The research currently being pursued in our laboratory can be classified as both physical chemistry and analytical chemistry. In the physical chemistry area we are pursing spectroscopic studies utilizing infrared, Raman and microwave techniques to determine the conformational stability of a number of small organosilicon or organophosphorous molecules. In particular, we are utilizing low temperature solutions of rare gas molecules such as krypton or xenon to determine the enthalpy for conformational interchange with the results strongly correlated with the enthalpy differences in the gas phase if the molecules have nearly the same molecular size and dipole moments. By utilizing this information and the structural parameters frequently obtained from the microwave spectra along with the asymmetric torsional transitions observed in the far infrared spectra it is possible to determine the anharmonic potential function governing the conformational interchange. Therefore, much of the work on conformational analysis also includes far infrared spectral investigations. Infrared and Raman spectroscopy are techniques that can be used for gases, liquids and solids, so it is possible to determine the conformational stability in all three physical states. We have found in several cases where the more stable conformer found in the gas is not the most stable one found in the liquid.

In addition to the spectroscopic studies, we also carry out ab initio calculations to predict the infrared and Raman spectra including the frequency of the normal modes and their intensities. We also calculate the conformational stability, the structural parameters, depolarization ratio of the Raman bands and the harmonic force constants. These theoretical data are compared to the experimental values when appropriate.

We have been carrying out a series of studies on three-membered rings and monosubstituted allyl compounds to determine their conformational stability and obtain information on the bonding. Bonding in the three-membered rings is frequently compared to those of molecules with carbon-carbon double bonds. Interesting results have been found to date and we are continuing the investigation to determine the effect of electronegativity of the substituent along with steric effects and hybridization in both types of molecules.
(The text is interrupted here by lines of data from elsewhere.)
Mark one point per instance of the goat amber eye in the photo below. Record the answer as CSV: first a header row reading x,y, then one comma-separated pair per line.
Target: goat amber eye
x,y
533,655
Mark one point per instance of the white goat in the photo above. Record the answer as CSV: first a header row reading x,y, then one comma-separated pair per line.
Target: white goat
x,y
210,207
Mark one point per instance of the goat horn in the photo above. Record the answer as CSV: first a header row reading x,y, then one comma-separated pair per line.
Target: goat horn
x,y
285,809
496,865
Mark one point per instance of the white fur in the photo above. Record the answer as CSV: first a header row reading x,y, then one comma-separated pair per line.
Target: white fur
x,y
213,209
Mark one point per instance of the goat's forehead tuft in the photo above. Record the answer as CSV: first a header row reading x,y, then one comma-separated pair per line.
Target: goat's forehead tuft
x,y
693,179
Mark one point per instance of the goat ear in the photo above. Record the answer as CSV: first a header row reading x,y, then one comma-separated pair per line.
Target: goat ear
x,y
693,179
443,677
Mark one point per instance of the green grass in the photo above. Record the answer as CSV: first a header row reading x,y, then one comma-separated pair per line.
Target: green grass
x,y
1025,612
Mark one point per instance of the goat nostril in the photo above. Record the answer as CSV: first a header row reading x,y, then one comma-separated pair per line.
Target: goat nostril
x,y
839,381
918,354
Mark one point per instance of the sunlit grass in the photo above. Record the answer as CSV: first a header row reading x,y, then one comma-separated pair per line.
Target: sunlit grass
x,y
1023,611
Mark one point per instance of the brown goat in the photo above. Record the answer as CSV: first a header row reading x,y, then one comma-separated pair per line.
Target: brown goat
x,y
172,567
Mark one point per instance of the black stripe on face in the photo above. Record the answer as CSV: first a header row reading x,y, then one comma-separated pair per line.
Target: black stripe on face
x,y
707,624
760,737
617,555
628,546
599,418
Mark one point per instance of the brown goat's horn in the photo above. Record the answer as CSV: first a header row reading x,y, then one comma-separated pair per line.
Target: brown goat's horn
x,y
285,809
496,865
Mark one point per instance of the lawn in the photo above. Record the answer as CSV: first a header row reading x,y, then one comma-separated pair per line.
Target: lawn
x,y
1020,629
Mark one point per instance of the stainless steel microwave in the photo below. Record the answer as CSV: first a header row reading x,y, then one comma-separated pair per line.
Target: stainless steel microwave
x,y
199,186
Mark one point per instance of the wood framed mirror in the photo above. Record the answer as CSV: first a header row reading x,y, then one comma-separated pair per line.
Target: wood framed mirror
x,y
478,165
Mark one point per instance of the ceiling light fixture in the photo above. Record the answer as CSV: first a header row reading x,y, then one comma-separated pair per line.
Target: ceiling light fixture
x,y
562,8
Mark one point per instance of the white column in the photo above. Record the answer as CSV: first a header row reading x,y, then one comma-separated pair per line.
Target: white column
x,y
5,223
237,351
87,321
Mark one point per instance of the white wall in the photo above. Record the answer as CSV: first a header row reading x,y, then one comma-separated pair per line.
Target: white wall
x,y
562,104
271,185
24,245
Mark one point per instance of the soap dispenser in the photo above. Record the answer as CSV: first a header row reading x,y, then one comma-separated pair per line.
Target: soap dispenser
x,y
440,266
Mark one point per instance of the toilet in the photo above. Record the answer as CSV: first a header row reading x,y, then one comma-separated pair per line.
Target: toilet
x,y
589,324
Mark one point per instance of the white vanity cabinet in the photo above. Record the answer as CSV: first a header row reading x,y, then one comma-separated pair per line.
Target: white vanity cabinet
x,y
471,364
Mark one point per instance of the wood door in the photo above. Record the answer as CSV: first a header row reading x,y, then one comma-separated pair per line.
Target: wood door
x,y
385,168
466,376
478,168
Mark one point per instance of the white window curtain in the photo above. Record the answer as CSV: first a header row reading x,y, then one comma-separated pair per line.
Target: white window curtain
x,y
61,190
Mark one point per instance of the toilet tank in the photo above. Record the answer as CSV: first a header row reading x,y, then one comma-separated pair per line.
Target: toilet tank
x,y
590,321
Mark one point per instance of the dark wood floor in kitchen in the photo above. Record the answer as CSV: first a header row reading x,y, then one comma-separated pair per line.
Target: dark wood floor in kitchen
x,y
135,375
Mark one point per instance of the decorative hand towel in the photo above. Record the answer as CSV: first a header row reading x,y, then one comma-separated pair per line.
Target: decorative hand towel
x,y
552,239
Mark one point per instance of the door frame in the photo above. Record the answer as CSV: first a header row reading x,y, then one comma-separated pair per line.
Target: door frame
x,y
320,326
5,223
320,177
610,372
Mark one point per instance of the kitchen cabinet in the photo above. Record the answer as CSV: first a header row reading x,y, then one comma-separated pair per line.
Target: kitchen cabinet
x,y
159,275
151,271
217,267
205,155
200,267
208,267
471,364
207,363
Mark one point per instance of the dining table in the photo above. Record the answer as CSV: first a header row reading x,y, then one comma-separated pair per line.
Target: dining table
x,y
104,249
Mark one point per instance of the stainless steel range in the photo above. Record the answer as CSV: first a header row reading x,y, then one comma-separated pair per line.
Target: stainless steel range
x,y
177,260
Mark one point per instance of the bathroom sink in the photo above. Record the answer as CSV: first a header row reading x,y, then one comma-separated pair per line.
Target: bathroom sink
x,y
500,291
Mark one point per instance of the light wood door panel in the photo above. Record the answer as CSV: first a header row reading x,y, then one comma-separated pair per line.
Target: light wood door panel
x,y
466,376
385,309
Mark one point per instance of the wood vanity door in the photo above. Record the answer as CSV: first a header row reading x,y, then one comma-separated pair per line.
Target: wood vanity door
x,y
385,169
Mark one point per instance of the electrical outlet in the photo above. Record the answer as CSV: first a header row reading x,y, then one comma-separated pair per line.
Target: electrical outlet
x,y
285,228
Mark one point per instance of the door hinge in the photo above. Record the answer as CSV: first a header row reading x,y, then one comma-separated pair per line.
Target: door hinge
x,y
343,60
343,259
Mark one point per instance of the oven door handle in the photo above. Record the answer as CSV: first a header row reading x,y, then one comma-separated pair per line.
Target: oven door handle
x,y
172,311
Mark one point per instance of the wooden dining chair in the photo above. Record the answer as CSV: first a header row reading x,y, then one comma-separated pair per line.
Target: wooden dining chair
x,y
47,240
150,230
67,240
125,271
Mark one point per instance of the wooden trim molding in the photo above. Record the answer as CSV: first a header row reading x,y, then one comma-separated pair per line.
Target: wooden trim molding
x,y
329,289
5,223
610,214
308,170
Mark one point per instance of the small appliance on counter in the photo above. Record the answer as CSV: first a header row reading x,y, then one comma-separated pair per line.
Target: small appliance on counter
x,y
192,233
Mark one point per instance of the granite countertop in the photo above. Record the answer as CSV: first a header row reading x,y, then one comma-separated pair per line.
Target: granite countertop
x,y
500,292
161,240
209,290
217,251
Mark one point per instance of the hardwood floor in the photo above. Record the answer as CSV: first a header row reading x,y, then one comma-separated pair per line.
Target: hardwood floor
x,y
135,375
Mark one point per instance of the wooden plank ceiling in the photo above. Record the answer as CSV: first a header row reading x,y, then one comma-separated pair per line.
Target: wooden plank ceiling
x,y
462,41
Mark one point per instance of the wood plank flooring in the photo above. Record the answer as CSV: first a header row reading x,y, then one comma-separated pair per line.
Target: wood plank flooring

We are carrying out vibrational spectroscopic studies on molecules that are environmentally important or of importance in new materials. These studies are for the purposes of identifying decomposition products of chemicals utilized in the environment as well as molecules of biological interest. We are also conducting studies on the absorbance of peat of hydrocarbons and heavy metals. Various types of peat have been investigated for this purpose along with changes in acidity. Material characterizations by GC-FT-IR and Raman techniques are also being pursued.